The experience should be the same in all the other provinces and territories. No one seems to know how to cover the costs of all this get-tough lawmaking. Although this space is not known for its influence on federal policies, perhaps it's time for Ottawa to levy a one-point bump in the Goods and Services Tax to cover the costs of locking up more criminals for longer periods of time.
Perhaps the Tories can hold a referendum to gauge public support for the JST (Justice Sales Tax -- only a working title of course), pointing out that it would provide billions of additional dollars for the federal government to pay for its crime-and-punishment fantasies. It would also prove whether the public will put its collective money where its collective mouth is when it comes to getting tough on crime.
Having pulled my tongue out of my cheeky cheek, it should be said nobody, especially those in elected office, would seriously propose a JST. But when Ottawa is already sparring with the provinces over health-care transfer payments and straining under the weight of billions of dollars in annual deficits, it's hard to imagine the central government has the money on hand right now to pay for its own crime bill.
Faced with an increasingly testy council of first ministers, Public Safety Minister Vic Toews and Justice Minister Rob Nicholson are waging a full-time public-relations war in support of the bill. They argue it will not create more criminals, but rather allow for longer incarceration for the most dangerous offenders. They further argue the accrued cost of crime on society is far greater than the costs associated with the new laws.

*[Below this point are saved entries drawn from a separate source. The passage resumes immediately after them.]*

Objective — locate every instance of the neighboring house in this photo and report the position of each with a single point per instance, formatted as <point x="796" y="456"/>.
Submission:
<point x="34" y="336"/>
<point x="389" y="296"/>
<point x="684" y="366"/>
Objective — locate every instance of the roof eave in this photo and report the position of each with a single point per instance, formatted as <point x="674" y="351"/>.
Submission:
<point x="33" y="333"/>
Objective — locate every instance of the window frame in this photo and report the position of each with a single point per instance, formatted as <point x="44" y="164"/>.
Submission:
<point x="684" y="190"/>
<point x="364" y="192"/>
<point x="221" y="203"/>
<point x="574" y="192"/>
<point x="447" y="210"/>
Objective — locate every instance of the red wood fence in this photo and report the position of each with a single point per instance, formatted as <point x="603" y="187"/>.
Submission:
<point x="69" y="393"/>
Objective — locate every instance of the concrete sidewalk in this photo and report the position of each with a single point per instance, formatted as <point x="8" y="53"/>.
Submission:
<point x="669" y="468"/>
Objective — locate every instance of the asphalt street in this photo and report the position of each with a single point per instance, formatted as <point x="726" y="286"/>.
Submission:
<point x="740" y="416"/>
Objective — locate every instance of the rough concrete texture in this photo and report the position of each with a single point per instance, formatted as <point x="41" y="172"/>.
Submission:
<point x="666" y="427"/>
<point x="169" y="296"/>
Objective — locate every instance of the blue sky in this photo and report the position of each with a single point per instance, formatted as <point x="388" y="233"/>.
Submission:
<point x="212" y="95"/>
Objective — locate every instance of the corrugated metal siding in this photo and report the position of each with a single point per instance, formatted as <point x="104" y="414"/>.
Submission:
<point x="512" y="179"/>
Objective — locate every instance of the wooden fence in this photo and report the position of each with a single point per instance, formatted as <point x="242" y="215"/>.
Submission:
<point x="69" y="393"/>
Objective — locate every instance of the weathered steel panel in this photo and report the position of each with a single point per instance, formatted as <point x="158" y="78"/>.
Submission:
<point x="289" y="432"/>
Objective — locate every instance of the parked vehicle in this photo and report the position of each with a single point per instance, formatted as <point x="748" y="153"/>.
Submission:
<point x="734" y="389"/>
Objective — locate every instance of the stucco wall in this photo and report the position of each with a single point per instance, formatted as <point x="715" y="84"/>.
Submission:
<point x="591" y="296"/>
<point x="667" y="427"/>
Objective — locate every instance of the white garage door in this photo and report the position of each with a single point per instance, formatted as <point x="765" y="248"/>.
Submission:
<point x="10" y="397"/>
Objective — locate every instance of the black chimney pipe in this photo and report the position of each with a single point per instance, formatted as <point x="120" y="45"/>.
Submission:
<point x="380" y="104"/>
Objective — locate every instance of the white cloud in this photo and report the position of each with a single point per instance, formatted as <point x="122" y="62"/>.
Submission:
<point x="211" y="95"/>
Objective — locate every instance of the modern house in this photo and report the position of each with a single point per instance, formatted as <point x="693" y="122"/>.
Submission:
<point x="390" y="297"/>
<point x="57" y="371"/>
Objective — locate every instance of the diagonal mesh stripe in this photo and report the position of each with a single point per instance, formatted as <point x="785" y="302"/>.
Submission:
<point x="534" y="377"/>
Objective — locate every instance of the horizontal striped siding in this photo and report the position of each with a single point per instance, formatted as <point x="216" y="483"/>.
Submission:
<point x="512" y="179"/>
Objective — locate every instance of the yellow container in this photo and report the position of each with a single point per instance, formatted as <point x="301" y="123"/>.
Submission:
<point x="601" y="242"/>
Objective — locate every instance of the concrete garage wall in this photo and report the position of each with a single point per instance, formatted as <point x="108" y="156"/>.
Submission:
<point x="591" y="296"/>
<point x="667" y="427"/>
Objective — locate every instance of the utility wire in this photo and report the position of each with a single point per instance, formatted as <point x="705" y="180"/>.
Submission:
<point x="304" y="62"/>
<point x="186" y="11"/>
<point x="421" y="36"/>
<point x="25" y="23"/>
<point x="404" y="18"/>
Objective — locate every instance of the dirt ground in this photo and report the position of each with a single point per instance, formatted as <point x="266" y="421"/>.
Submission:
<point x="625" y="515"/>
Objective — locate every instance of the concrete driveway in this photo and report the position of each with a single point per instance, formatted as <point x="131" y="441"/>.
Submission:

Toews, a master of his own reality on this issue, recently said he is not comforted by crime statistics, which show crime in most categories is going down, because he knows Canadians are still in danger as long as one criminal walks the streets.
"I'm focused on danger," Toews said. "If there is a danger to (Canadians), that danger needs to be addressed and this legislation addresses that." It does not, however, provide any direction on how to pay for it or how to prioritize the spending to get the biggest impact.
Right now, Ottawa focuses heavily on policing (front end) and corrections (back end), with little attention on what happens in between. So, while we're getting better at catching criminals and incarcerating them longer, we care very little, it seems, about how we administer the justice system after arrest and before sentencing. Funding for legal aid and Crown prosecution services is pathetic. So, even as more people enter the system facing longer sentences, fewer can afford legitimate legal representation. Meanwhile, more and more cases are being dumped on beleaguered, overworked prosecutors. Ottawa is good at the quantity issues but doesn't have much feel for the quality of justice in this country.
If this is a government committed to making Canada "less dangerous," then surely it would be willing to consider modest measures to increase revenue to support the goal of a safer Canada.
It really is time for someone in this debate to take a wee bit of the rhetoric out of their mouths and replace it with some cold, hard cash.